Stars: Michael Fassbender, Keira Knightley, Viggo Mortensen, Vincent Cassel, Sarah Gadon, Katharina Palm, Sarah Adams, André Hennicker

Director: David Cronenberg

'I haven't been sleeping very well, and I keep having this apocalyptic dream,' groans Dr Jung (Fassbender). If only director Cronenberg had pictured this dream, it might at least have livened up for a few moments this dull-as-ditchwater account of the friendship and falling-out of psychoanalysts Freud (Mortensen) and Jung in the early years of the 20th century.

As the content is about sex, we might expect this account to be fairly spicy if nothing else. Alas for false hopes; the sex scenes, such as they are, are as dry and devoid of any genuine passion as the rest of this far-too-studied film.

Discussions between Jung and Freud (though the English accents the actors choose to assume are absolutely impeccable, Mortensen's in particular) will lose your attention amidst a jungle (and jumble) of technical jargon about sexual repression and its consequences, as the film lurches dangerously close to becoming a boring and impenetrable lecture on the subject.

As the initially unhinged young woman who comes between the two men, Knightley comes on a bit too strong, but promising young Canadian actress Gadon gives a beautifully-judged performance as Jung's neglected wife.
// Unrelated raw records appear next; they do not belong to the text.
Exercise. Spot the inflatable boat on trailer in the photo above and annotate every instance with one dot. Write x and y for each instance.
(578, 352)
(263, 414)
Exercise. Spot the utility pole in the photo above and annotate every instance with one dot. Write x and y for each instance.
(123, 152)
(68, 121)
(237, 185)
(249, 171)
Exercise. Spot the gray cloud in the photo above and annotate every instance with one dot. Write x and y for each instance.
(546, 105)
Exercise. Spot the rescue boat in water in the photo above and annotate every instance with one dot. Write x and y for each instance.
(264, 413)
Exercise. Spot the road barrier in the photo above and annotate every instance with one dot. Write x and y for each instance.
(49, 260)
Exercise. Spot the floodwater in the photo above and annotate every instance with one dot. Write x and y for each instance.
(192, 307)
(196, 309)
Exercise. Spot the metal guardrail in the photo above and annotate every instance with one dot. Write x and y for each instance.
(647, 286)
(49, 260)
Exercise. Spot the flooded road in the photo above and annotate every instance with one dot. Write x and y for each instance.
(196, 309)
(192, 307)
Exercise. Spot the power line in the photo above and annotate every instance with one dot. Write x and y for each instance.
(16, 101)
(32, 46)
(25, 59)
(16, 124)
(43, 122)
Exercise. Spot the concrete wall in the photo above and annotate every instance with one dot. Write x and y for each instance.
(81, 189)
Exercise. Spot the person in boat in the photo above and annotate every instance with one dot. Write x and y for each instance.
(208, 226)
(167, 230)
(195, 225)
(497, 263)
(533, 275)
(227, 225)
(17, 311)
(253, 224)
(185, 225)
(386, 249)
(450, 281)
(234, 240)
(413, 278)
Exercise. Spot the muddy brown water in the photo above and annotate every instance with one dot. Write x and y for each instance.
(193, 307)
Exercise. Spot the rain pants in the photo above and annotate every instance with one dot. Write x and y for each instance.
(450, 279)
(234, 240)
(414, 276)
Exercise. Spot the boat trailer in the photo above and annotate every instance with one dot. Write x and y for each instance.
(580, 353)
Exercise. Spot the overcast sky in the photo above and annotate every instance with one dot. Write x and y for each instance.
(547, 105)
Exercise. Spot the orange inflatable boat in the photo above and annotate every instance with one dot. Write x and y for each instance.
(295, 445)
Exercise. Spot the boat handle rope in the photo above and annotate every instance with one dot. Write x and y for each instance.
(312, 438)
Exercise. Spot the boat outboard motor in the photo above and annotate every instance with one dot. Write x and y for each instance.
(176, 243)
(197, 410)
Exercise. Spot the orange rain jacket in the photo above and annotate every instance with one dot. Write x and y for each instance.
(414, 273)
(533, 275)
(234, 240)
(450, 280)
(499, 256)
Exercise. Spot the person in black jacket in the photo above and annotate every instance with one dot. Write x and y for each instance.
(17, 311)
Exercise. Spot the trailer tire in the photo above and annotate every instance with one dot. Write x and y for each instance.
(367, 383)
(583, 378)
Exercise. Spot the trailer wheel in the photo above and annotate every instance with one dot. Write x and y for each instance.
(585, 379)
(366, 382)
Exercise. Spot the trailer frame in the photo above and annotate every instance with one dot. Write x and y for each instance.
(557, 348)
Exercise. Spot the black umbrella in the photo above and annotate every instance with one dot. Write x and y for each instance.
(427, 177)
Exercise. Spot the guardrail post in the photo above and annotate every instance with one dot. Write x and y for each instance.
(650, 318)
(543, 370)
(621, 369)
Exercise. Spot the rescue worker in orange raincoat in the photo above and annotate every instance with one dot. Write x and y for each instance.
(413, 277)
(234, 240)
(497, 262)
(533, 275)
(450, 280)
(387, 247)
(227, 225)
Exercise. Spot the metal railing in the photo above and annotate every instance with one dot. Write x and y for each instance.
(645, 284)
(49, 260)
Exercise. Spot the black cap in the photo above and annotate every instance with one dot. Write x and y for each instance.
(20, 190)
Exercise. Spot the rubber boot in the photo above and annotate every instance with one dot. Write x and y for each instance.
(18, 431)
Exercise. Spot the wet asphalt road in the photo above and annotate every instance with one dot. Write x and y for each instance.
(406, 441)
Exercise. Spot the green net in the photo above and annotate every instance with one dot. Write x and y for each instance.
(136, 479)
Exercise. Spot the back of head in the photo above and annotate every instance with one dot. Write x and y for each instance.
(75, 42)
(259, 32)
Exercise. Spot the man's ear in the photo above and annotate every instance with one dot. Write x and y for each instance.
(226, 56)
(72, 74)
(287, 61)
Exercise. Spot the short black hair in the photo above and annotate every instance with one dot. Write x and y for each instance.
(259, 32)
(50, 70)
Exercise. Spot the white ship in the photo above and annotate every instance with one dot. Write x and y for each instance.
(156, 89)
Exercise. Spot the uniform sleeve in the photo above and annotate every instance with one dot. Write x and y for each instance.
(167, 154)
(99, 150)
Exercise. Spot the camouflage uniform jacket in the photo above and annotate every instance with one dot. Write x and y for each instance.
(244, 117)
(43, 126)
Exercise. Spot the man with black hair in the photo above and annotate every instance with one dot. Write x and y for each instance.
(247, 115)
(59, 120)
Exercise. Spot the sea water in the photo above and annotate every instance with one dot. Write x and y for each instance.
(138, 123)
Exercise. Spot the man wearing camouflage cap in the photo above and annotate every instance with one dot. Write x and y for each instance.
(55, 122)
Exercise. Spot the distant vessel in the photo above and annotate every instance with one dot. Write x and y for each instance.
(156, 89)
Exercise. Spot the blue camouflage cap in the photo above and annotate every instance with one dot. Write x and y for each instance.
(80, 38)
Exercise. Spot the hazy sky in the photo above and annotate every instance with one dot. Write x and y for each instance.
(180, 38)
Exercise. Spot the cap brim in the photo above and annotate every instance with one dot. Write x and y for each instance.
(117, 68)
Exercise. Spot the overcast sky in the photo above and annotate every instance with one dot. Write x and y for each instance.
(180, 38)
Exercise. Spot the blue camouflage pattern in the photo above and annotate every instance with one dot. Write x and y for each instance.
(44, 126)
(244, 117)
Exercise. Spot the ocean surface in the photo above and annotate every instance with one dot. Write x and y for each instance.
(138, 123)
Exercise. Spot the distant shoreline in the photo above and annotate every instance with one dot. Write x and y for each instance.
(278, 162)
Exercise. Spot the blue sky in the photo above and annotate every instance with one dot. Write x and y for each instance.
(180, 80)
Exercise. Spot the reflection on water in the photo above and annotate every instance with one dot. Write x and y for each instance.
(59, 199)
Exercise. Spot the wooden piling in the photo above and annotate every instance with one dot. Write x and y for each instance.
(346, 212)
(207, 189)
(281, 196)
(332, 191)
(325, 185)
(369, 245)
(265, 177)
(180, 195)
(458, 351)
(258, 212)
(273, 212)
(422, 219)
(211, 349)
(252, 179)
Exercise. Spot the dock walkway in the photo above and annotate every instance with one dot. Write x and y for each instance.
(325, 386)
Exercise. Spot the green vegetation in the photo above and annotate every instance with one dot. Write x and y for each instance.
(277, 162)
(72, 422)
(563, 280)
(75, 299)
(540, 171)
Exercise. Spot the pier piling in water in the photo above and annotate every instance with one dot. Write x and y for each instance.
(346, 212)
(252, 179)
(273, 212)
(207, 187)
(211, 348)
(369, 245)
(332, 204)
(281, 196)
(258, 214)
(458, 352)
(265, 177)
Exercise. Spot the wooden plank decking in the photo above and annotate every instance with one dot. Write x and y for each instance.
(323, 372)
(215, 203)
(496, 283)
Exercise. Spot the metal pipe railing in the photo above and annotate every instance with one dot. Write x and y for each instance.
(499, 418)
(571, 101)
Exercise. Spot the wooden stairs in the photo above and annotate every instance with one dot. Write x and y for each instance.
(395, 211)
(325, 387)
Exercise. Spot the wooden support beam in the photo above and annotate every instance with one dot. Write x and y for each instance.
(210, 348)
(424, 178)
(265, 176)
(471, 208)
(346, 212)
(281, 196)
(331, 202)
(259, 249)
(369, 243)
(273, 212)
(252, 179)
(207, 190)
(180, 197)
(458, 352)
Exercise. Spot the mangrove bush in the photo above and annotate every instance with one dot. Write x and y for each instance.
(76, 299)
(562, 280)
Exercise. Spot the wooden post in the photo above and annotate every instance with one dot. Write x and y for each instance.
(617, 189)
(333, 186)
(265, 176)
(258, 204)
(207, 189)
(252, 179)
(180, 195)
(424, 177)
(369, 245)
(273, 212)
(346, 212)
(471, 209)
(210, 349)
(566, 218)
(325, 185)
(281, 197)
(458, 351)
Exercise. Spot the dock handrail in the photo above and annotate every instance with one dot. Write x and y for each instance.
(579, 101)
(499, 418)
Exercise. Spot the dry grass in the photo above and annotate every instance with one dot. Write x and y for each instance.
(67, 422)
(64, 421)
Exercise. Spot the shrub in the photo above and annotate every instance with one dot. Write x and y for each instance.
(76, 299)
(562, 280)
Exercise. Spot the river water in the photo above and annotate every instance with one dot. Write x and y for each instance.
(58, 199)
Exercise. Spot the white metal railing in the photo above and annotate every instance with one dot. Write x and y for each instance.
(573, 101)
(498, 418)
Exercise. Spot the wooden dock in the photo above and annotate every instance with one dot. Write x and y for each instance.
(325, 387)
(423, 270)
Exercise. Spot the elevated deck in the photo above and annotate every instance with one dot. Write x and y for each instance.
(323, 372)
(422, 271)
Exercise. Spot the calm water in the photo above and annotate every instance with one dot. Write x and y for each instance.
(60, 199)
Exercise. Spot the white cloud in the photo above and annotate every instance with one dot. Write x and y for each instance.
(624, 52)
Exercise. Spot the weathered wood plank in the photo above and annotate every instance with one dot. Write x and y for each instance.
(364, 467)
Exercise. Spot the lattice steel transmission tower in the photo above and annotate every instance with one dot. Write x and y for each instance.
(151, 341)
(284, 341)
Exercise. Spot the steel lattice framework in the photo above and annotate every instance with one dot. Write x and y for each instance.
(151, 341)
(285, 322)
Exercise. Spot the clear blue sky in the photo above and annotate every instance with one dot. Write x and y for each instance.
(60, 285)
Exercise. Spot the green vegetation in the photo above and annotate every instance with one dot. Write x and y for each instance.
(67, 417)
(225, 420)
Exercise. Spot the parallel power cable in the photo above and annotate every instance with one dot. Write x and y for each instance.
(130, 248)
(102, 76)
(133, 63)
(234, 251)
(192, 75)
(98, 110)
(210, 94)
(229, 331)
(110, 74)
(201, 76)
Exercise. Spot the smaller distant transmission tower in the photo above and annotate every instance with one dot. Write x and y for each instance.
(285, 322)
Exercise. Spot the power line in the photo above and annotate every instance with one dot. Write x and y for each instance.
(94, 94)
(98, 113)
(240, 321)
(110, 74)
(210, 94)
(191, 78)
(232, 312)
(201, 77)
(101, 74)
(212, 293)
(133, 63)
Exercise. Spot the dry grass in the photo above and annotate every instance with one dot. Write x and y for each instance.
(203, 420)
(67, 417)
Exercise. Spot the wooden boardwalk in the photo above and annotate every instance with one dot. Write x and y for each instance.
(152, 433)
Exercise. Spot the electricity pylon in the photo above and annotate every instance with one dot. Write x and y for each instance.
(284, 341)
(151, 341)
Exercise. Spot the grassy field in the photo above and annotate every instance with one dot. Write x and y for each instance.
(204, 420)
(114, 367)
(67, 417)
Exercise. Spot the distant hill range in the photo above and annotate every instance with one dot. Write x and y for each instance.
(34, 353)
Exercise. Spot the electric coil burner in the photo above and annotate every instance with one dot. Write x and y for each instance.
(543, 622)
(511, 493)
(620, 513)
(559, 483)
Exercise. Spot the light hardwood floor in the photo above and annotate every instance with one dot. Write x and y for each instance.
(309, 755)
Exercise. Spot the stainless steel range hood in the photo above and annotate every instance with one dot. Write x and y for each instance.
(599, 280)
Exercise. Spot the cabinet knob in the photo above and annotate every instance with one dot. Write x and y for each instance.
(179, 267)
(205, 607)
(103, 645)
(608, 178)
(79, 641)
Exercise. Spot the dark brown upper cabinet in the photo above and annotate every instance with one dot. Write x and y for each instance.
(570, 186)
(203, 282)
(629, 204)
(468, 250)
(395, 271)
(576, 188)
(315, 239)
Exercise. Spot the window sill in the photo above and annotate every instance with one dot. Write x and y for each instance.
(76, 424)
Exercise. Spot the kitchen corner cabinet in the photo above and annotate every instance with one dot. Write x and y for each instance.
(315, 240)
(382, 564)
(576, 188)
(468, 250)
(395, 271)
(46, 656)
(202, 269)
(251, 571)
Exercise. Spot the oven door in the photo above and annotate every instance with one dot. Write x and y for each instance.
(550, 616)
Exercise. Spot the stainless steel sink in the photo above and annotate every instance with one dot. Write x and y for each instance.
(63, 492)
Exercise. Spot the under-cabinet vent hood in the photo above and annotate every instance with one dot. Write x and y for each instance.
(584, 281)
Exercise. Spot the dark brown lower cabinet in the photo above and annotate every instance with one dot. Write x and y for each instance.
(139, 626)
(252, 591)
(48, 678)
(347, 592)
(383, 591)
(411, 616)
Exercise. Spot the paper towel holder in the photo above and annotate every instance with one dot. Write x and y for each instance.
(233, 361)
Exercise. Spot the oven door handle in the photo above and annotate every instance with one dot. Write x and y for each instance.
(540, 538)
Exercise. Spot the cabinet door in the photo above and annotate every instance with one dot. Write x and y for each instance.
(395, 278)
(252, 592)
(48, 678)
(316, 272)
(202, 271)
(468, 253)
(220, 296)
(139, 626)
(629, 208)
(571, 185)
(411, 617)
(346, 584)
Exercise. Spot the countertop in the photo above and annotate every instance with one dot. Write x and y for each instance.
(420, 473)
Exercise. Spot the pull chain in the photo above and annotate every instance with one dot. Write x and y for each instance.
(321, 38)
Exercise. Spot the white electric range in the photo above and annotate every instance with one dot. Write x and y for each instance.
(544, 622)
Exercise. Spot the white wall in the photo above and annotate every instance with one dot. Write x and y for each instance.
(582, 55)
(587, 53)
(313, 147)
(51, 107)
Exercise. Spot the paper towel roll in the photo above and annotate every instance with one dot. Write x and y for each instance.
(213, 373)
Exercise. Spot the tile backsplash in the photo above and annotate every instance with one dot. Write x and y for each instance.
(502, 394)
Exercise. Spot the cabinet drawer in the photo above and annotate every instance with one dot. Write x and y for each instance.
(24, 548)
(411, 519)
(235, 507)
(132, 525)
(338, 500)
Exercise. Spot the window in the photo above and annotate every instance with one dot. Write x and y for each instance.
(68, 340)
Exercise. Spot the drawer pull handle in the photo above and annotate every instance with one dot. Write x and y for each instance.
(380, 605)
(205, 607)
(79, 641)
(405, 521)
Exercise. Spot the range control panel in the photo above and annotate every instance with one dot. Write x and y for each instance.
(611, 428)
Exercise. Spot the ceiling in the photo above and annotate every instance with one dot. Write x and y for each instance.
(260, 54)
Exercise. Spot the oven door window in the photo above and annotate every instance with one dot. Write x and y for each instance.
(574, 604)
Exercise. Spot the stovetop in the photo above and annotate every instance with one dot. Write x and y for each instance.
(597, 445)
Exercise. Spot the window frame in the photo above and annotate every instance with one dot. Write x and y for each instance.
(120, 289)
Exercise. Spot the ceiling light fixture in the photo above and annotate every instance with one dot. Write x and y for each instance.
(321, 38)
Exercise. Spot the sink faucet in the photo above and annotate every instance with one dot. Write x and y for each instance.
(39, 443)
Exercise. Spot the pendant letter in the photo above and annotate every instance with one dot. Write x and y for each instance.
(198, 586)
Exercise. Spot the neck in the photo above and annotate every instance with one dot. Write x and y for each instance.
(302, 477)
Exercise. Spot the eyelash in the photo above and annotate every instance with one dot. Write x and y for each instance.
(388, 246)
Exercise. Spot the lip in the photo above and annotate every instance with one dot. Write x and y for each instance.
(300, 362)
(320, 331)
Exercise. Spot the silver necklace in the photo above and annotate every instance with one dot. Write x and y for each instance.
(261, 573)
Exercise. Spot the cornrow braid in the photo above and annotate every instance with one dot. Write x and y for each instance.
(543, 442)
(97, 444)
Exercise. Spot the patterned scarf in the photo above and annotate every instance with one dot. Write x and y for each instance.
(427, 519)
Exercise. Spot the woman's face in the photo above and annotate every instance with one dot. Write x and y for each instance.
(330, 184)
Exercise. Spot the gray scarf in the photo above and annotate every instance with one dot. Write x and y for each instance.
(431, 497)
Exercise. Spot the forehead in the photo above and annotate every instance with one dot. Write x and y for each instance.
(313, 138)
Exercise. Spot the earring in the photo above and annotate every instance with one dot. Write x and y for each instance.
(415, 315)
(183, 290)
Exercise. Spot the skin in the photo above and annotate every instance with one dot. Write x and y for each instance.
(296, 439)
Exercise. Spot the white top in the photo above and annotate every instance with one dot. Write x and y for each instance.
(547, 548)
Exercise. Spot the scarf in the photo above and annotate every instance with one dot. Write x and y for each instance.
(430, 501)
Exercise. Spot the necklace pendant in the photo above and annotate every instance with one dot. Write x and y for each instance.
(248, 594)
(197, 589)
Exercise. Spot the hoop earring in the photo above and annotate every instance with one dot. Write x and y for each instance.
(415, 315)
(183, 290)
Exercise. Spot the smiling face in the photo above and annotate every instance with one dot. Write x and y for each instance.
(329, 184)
Peter Suschitzky's superb photography hits you like a breath of fresh air every time the film moves out of the stuffiness of the study, and the director's sense of period detail is faultless. Just a shame about the content.

In fairness, I ought to add that my wife loved this film. Perhaps it's a woman-man thing...

David Quinlan

USK/Canada/Germany/Switzerland 2011. UK Distributor: Lionsgate. Colour by deluxe.
99 minutes. Not widescreen. UK certificate: 15.

Guidance ratings (out of 3): Sex/nudity 2, Violence/Horror 1, Drugs 1, Swearing 1.